Let $ABCD$ be a rectangle, $E$ midpoint of $\overline{DC}$ and $G$ point on $\overline{AC}$ such that $\vec{BG}$ is perpendicular to $\vec{AC}$. Also, let $F$ be a midpoint of $\overline{AG}$. Prove that angle $\angle BFE =\pi/2$.
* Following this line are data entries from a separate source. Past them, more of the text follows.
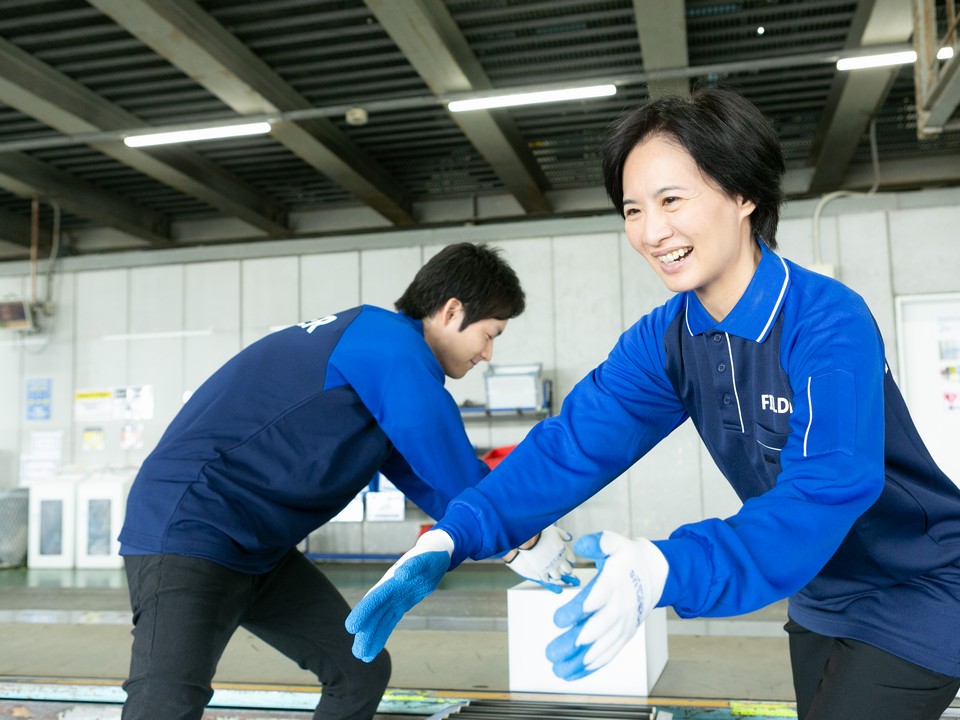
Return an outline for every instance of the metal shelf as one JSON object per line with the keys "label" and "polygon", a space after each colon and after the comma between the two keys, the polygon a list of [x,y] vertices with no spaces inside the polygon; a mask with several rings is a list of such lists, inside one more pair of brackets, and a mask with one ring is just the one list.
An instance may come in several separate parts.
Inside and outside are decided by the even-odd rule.
{"label": "metal shelf", "polygon": [[539,408],[536,410],[528,408],[498,409],[489,410],[484,407],[460,408],[460,417],[465,423],[468,422],[516,422],[517,420],[527,420],[538,422],[544,418],[550,417],[550,408]]}

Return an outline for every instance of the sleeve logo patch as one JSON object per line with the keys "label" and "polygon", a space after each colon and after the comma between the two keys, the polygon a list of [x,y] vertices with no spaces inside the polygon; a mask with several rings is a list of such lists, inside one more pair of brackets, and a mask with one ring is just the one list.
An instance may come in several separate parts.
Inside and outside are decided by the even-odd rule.
{"label": "sleeve logo patch", "polygon": [[336,315],[327,315],[326,317],[316,318],[314,320],[307,320],[302,323],[297,323],[297,327],[303,328],[304,330],[307,331],[307,333],[312,333],[321,325],[329,325],[336,319],[337,319]]}

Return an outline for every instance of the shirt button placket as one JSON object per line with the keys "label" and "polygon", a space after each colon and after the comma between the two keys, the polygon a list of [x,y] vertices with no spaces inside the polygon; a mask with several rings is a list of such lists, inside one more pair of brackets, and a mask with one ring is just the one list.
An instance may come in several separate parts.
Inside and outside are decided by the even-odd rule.
{"label": "shirt button placket", "polygon": [[722,332],[714,333],[713,342],[708,343],[709,354],[713,360],[714,387],[717,388],[717,399],[720,402],[720,420],[725,428],[740,431],[740,413],[737,410],[733,387],[733,373],[727,372],[728,351],[723,342]]}

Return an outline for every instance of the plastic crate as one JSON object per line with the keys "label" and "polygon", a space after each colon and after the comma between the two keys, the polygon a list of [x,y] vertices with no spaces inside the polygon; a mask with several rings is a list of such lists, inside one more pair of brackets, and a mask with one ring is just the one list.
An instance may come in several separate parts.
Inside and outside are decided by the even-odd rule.
{"label": "plastic crate", "polygon": [[26,488],[0,492],[0,567],[19,567],[27,562]]}

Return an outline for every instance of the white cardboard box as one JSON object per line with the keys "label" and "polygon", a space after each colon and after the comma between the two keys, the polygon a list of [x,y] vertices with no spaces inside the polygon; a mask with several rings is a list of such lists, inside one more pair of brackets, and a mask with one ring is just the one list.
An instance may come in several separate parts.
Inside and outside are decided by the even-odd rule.
{"label": "white cardboard box", "polygon": [[400,522],[406,516],[406,498],[399,490],[381,490],[368,492],[367,520],[373,522]]}
{"label": "white cardboard box", "polygon": [[547,660],[547,645],[564,630],[553,614],[585,587],[596,570],[577,569],[580,587],[557,594],[524,581],[507,590],[507,646],[511,692],[647,697],[667,664],[667,613],[656,608],[607,665],[579,680],[563,680]]}

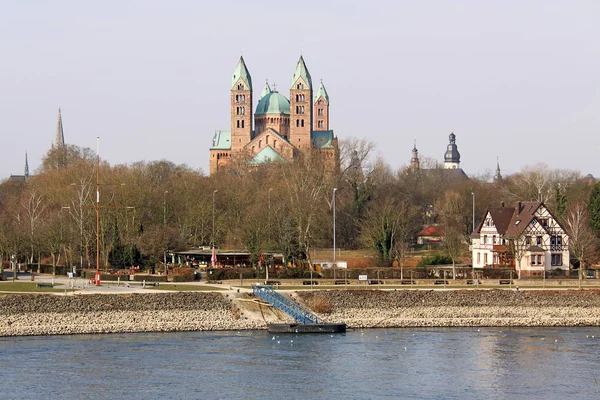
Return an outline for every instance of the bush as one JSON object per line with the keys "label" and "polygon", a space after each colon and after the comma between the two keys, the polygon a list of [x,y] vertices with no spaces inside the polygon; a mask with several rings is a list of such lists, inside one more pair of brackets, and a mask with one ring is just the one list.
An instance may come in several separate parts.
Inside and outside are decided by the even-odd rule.
{"label": "bush", "polygon": [[447,265],[452,264],[452,258],[443,254],[435,253],[430,256],[425,256],[419,261],[418,267],[424,267],[426,265]]}
{"label": "bush", "polygon": [[166,275],[146,275],[146,274],[137,274],[131,275],[135,282],[167,282]]}

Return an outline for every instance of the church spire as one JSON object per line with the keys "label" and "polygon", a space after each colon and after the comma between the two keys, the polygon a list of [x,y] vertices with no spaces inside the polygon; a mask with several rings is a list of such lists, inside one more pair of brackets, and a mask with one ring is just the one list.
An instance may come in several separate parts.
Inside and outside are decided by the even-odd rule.
{"label": "church spire", "polygon": [[244,84],[248,90],[252,90],[252,77],[250,76],[250,72],[248,72],[248,68],[244,62],[244,57],[242,56],[240,56],[240,61],[238,61],[235,71],[233,72],[233,78],[231,79],[231,90],[235,89],[235,86],[240,78],[242,81],[244,81]]}
{"label": "church spire", "polygon": [[271,90],[271,86],[269,86],[269,81],[265,82],[265,87],[263,88],[262,92],[260,93],[260,97],[258,100],[262,99],[263,97],[265,97],[266,95],[268,95],[269,93],[272,93],[273,91]]}
{"label": "church spire", "polygon": [[53,147],[61,148],[65,145],[65,135],[63,132],[62,116],[60,115],[60,108],[58,109],[58,122],[56,123],[56,138],[54,139]]}
{"label": "church spire", "polygon": [[327,89],[325,89],[325,85],[323,85],[323,81],[321,81],[319,89],[317,89],[317,94],[315,95],[315,103],[321,97],[323,98],[323,100],[325,100],[325,103],[329,104],[329,95],[327,94]]}
{"label": "church spire", "polygon": [[29,178],[29,162],[27,162],[27,152],[25,152],[25,171],[23,171],[23,175],[25,175],[25,180]]}
{"label": "church spire", "polygon": [[417,139],[414,139],[414,146],[412,149],[412,158],[410,159],[410,168],[419,169],[419,150],[417,150]]}
{"label": "church spire", "polygon": [[494,182],[498,182],[502,180],[502,175],[500,174],[500,161],[498,157],[496,157],[496,174],[494,175]]}
{"label": "church spire", "polygon": [[298,81],[299,78],[302,78],[302,80],[307,86],[307,89],[312,89],[312,79],[310,77],[310,73],[308,72],[308,68],[306,68],[306,64],[304,63],[304,58],[302,56],[300,56],[298,64],[296,65],[296,71],[294,71],[294,75],[292,76],[292,85],[290,89],[294,89],[294,85],[296,85],[296,81]]}

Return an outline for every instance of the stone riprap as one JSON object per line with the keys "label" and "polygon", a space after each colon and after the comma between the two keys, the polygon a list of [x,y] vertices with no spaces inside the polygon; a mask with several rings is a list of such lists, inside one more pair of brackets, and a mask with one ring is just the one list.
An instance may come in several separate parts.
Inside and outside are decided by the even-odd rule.
{"label": "stone riprap", "polygon": [[398,290],[298,293],[329,305],[321,316],[349,328],[424,326],[598,326],[598,291]]}
{"label": "stone riprap", "polygon": [[[349,328],[598,326],[598,291],[331,290],[293,299]],[[265,329],[283,319],[245,294],[169,292],[0,297],[0,336]],[[287,320],[289,321],[289,320]]]}

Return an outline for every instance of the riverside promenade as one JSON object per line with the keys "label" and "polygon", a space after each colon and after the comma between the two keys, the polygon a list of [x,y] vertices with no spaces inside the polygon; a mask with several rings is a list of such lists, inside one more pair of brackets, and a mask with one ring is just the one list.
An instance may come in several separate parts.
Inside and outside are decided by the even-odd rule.
{"label": "riverside promenade", "polygon": [[[36,276],[35,282],[47,279],[52,278]],[[6,283],[0,282],[0,292]],[[0,295],[0,336],[248,330],[289,322],[257,301],[249,286],[240,288],[233,282],[170,283],[161,284],[160,290],[123,284],[77,288],[77,282],[73,283],[73,291],[61,289],[71,284],[68,279],[55,278],[56,292],[4,292]],[[281,292],[324,322],[344,322],[349,329],[600,326],[600,291],[595,289],[384,288]]]}

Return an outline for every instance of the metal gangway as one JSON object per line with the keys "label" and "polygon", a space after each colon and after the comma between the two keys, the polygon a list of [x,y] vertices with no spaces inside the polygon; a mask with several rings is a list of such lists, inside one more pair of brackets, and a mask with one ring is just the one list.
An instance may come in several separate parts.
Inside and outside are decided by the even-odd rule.
{"label": "metal gangway", "polygon": [[301,324],[319,323],[319,319],[315,314],[295,301],[277,293],[270,286],[252,286],[252,291],[256,297],[266,301],[278,310],[283,311]]}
I found already 4 solution which I have posted here Proving right angle using vectors
But now I'm interested in geometric transformation solution. I found this one also:
Spiral similarity $\mathcal{P}$ with center at $B$ that takes $A\mapsto D$ takes also $G\mapsto C$ and there for it takes midpoint $F$ of $AG$ to a midpoint of $CD$, that is $E$. Now this spiral similarity $\mathcal{P}$ induces new spiral similarity $\mathcal{P}'$ which takes $A\mapsto F$ and $D\mapsto E$ and also $B\mapsto B$, so we have $$\angle EFB = \angle DAB = 90^{\circ}$$
Finaly, here is my question. We notice also $$A\stackrel{\mathcal{P}}{\longmapsto}D \stackrel{\mathcal{S}}{\longmapsto}C \stackrel{\mathcal{P}^{-1}}{\longmapsto}G$$ where $\mathcal{S}$ is reflection across $E$. So transformation $$ \mathcal{T} = \mathcal{P}^{-1}\circ \mathcal{S} \circ \mathcal{P}$$ is reflection across $F$ that takes $A$ to $G$. Can we from here deduce that $\angle EFB = 90^{\circ}$?